POC: track vacuum/analyze cumulative time per relation

From: Sami Imseih <samimseih(at)gmail(dot)com>
To: pgsql-hackers <pgsql-hackers(at)postgresql(dot)org>
Subject: POC: track vacuum/analyze cumulative time per relation
Date: 2025-01-02 18:24:06
Message-ID: CAA5RZ0uVOGBYmPEeGF2d1B_67tgNjKx_bKDuL+oUftuoz+=Y1g@mail.gmail.com
Views: Raw Message | Whole Thread | Download mbox | Resend email
Thread:
Lists: pgsql-hackers

Hi,

After a recent question regarding tracking vacuum start_time in
pg_stat_all_tables [1], it dawned on me that this view is missing
an important cumulative metric, which is how much time is spent
performing vacuum per table.

Currently, the only way a user can get this
information is if they enable autovacuum logging or track timing
for manual vacuums.

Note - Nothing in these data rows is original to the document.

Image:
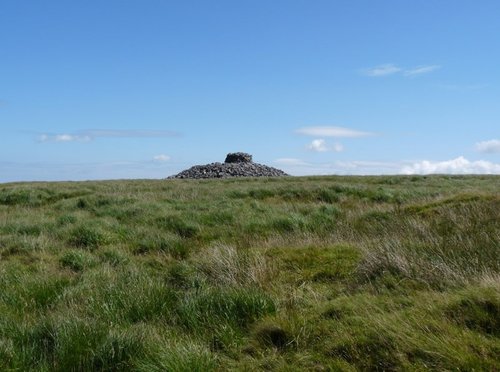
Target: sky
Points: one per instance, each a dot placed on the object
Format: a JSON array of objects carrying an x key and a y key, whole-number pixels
[{"x": 122, "y": 89}]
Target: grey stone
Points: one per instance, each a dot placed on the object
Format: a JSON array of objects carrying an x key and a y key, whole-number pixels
[
  {"x": 238, "y": 157},
  {"x": 236, "y": 165}
]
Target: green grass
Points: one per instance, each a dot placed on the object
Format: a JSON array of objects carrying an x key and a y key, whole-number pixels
[{"x": 310, "y": 273}]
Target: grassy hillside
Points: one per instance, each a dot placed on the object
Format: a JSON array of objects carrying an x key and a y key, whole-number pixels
[{"x": 313, "y": 273}]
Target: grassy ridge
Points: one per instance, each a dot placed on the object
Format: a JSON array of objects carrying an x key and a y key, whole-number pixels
[{"x": 311, "y": 273}]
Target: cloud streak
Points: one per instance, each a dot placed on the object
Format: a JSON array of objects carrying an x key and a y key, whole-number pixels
[
  {"x": 420, "y": 70},
  {"x": 459, "y": 165},
  {"x": 382, "y": 70},
  {"x": 388, "y": 69},
  {"x": 490, "y": 147},
  {"x": 329, "y": 131},
  {"x": 319, "y": 145},
  {"x": 90, "y": 135}
]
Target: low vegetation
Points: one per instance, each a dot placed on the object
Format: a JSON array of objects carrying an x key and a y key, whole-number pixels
[{"x": 310, "y": 273}]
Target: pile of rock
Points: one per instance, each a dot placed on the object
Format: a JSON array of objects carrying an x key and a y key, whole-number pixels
[{"x": 237, "y": 164}]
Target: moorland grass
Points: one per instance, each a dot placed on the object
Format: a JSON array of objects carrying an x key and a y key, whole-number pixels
[{"x": 309, "y": 273}]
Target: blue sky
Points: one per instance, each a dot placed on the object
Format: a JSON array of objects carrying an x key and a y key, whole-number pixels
[{"x": 144, "y": 89}]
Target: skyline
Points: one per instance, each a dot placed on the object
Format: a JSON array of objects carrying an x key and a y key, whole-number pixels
[{"x": 147, "y": 89}]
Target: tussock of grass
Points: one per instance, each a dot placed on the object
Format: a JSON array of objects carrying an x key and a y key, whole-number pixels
[{"x": 312, "y": 273}]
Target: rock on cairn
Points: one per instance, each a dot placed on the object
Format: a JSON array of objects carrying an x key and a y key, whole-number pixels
[{"x": 237, "y": 164}]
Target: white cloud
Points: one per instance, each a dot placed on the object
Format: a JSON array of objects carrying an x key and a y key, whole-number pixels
[
  {"x": 299, "y": 167},
  {"x": 382, "y": 70},
  {"x": 419, "y": 70},
  {"x": 459, "y": 165},
  {"x": 290, "y": 162},
  {"x": 64, "y": 138},
  {"x": 89, "y": 135},
  {"x": 161, "y": 158},
  {"x": 328, "y": 131},
  {"x": 319, "y": 145},
  {"x": 491, "y": 146},
  {"x": 391, "y": 69}
]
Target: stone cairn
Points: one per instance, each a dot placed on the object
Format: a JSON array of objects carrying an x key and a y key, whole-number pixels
[{"x": 237, "y": 164}]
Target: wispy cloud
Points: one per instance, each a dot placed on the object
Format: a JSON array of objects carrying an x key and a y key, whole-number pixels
[
  {"x": 291, "y": 162},
  {"x": 161, "y": 158},
  {"x": 388, "y": 69},
  {"x": 382, "y": 70},
  {"x": 64, "y": 138},
  {"x": 329, "y": 131},
  {"x": 420, "y": 70},
  {"x": 320, "y": 145},
  {"x": 491, "y": 146},
  {"x": 459, "y": 165},
  {"x": 300, "y": 167},
  {"x": 89, "y": 135}
]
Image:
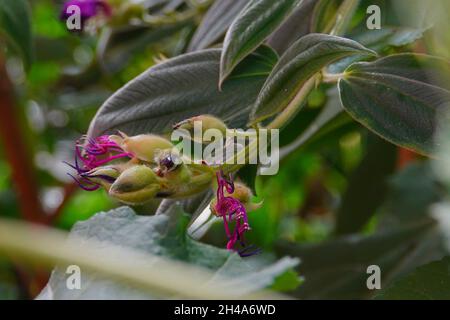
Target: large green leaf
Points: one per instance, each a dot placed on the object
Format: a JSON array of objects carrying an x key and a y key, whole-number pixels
[
  {"x": 338, "y": 269},
  {"x": 15, "y": 24},
  {"x": 302, "y": 60},
  {"x": 183, "y": 87},
  {"x": 428, "y": 282},
  {"x": 398, "y": 97},
  {"x": 253, "y": 25},
  {"x": 215, "y": 23},
  {"x": 162, "y": 235},
  {"x": 295, "y": 27}
]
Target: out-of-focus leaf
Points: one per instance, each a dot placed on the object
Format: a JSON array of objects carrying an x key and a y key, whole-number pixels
[
  {"x": 411, "y": 193},
  {"x": 215, "y": 23},
  {"x": 367, "y": 187},
  {"x": 338, "y": 269},
  {"x": 324, "y": 15},
  {"x": 302, "y": 60},
  {"x": 162, "y": 235},
  {"x": 15, "y": 24},
  {"x": 288, "y": 281},
  {"x": 398, "y": 97},
  {"x": 253, "y": 25},
  {"x": 428, "y": 282},
  {"x": 330, "y": 118},
  {"x": 117, "y": 46},
  {"x": 295, "y": 27},
  {"x": 379, "y": 40},
  {"x": 248, "y": 175},
  {"x": 178, "y": 89}
]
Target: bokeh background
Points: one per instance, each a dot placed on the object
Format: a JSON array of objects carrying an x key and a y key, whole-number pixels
[{"x": 47, "y": 108}]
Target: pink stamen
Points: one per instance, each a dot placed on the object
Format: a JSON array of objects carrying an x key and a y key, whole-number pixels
[
  {"x": 93, "y": 153},
  {"x": 234, "y": 210}
]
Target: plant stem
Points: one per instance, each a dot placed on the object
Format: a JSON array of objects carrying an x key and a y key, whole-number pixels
[{"x": 16, "y": 152}]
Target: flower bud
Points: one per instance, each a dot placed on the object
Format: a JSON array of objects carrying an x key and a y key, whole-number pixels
[
  {"x": 243, "y": 194},
  {"x": 144, "y": 146},
  {"x": 207, "y": 121},
  {"x": 104, "y": 176},
  {"x": 136, "y": 185}
]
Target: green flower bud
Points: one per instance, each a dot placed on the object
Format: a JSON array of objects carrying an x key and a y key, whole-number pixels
[
  {"x": 242, "y": 193},
  {"x": 144, "y": 147},
  {"x": 104, "y": 176},
  {"x": 136, "y": 185},
  {"x": 208, "y": 122}
]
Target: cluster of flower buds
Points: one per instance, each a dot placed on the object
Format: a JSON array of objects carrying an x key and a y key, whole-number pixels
[
  {"x": 232, "y": 202},
  {"x": 139, "y": 168}
]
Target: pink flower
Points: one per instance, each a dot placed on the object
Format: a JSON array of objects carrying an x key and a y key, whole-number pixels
[
  {"x": 88, "y": 9},
  {"x": 231, "y": 209},
  {"x": 91, "y": 154}
]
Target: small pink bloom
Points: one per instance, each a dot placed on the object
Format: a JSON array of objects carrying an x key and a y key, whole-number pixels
[
  {"x": 231, "y": 209},
  {"x": 91, "y": 154}
]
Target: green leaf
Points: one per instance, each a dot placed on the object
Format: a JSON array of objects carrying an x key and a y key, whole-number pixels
[
  {"x": 181, "y": 88},
  {"x": 324, "y": 15},
  {"x": 367, "y": 187},
  {"x": 428, "y": 282},
  {"x": 398, "y": 97},
  {"x": 295, "y": 27},
  {"x": 337, "y": 269},
  {"x": 301, "y": 62},
  {"x": 215, "y": 23},
  {"x": 253, "y": 25},
  {"x": 117, "y": 46},
  {"x": 162, "y": 235},
  {"x": 15, "y": 24}
]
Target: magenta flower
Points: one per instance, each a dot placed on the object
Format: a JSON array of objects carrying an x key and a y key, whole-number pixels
[
  {"x": 231, "y": 209},
  {"x": 91, "y": 154},
  {"x": 88, "y": 9}
]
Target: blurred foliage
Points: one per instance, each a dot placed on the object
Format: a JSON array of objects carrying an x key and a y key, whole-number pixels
[{"x": 308, "y": 204}]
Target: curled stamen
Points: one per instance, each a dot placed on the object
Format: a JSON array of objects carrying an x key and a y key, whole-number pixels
[
  {"x": 231, "y": 209},
  {"x": 91, "y": 154}
]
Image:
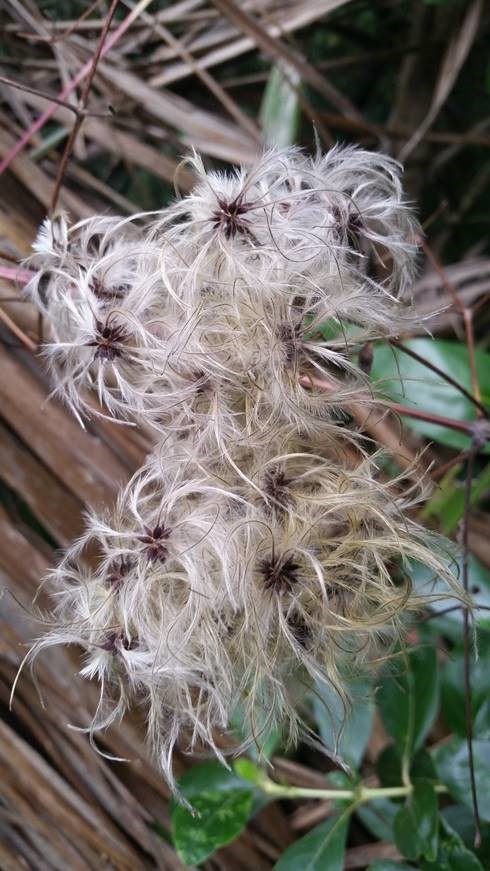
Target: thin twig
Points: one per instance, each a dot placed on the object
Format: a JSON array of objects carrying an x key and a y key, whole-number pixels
[
  {"x": 466, "y": 642},
  {"x": 441, "y": 373},
  {"x": 476, "y": 429},
  {"x": 77, "y": 110},
  {"x": 114, "y": 37},
  {"x": 82, "y": 106}
]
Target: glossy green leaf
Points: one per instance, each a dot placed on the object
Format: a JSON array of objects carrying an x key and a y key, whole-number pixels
[
  {"x": 346, "y": 731},
  {"x": 221, "y": 803},
  {"x": 408, "y": 698},
  {"x": 451, "y": 761},
  {"x": 322, "y": 849},
  {"x": 448, "y": 502},
  {"x": 452, "y": 854},
  {"x": 453, "y": 695},
  {"x": 377, "y": 816},
  {"x": 404, "y": 380},
  {"x": 461, "y": 819},
  {"x": 389, "y": 766},
  {"x": 389, "y": 865},
  {"x": 280, "y": 110},
  {"x": 416, "y": 824}
]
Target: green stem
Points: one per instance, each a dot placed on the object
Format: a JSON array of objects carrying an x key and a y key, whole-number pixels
[{"x": 360, "y": 794}]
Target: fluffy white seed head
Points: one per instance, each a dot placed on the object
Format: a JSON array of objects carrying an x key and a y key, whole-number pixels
[{"x": 255, "y": 552}]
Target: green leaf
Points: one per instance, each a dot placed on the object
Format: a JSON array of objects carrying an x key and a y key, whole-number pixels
[
  {"x": 408, "y": 700},
  {"x": 461, "y": 819},
  {"x": 448, "y": 502},
  {"x": 452, "y": 854},
  {"x": 389, "y": 766},
  {"x": 451, "y": 761},
  {"x": 453, "y": 695},
  {"x": 322, "y": 849},
  {"x": 389, "y": 865},
  {"x": 280, "y": 110},
  {"x": 345, "y": 731},
  {"x": 222, "y": 803},
  {"x": 415, "y": 826},
  {"x": 378, "y": 816},
  {"x": 404, "y": 380}
]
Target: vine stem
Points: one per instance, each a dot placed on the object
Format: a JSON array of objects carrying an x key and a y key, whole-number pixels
[
  {"x": 360, "y": 794},
  {"x": 72, "y": 84},
  {"x": 470, "y": 428},
  {"x": 82, "y": 106}
]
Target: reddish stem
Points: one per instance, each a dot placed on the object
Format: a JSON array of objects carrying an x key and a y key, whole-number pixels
[{"x": 70, "y": 87}]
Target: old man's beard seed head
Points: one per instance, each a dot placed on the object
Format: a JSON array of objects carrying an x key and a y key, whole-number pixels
[{"x": 259, "y": 549}]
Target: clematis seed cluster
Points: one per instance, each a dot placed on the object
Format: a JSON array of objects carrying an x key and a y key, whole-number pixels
[{"x": 259, "y": 550}]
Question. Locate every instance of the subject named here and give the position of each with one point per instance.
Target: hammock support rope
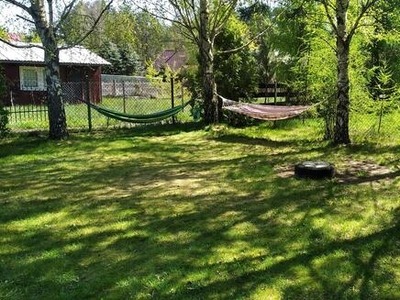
(134, 118)
(264, 112)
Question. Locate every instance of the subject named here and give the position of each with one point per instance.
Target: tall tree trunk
(341, 135)
(209, 89)
(57, 118)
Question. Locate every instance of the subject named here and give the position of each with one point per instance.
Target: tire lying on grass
(314, 170)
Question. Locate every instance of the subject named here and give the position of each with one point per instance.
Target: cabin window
(32, 78)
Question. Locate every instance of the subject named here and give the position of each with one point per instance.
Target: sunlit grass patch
(194, 214)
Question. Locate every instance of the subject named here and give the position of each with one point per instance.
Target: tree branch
(364, 9)
(18, 4)
(25, 19)
(26, 46)
(64, 15)
(82, 38)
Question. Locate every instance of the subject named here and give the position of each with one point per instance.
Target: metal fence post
(124, 96)
(88, 103)
(172, 97)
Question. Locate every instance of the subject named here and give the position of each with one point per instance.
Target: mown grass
(181, 212)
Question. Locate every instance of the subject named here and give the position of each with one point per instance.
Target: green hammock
(132, 118)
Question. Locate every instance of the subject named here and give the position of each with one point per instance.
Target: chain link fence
(140, 95)
(123, 94)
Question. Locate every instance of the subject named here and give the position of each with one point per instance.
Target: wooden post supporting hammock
(264, 112)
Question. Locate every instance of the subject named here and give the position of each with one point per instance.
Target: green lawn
(189, 213)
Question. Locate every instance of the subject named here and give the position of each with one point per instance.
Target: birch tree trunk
(209, 89)
(44, 26)
(341, 135)
(57, 118)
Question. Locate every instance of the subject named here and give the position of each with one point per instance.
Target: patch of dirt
(350, 171)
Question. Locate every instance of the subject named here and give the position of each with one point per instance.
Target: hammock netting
(136, 118)
(264, 112)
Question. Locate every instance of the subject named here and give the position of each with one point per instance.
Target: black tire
(314, 170)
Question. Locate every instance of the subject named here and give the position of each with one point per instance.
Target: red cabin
(24, 70)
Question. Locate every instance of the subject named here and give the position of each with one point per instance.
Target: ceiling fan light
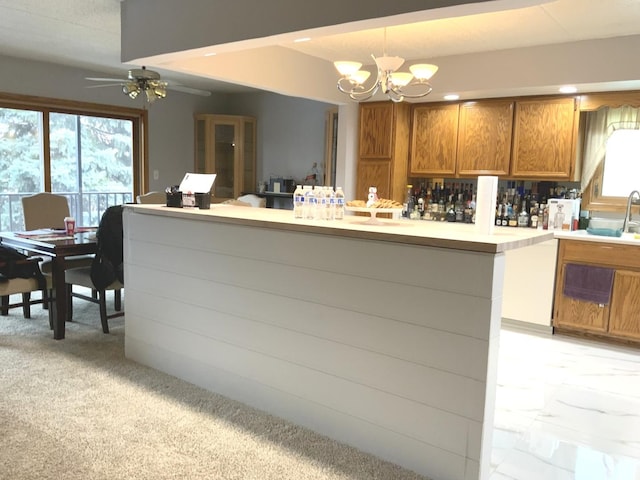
(423, 71)
(347, 69)
(160, 92)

Even then, if a user wants to trend
the time spent vacuuming over time, they must store the
timing data somewhere and perform the calculations.

Also, unless autovacuum logging is enabled for all a/v
operations, they could have gaps in their analysis.

Having the total (auto)vacuum elapsed time
along side the existing (auto)vaccum_count
allows a user to track the average time an
operating overtime and to find vacuum tuning
opportunities.

The same can also be said for (auto)analyze.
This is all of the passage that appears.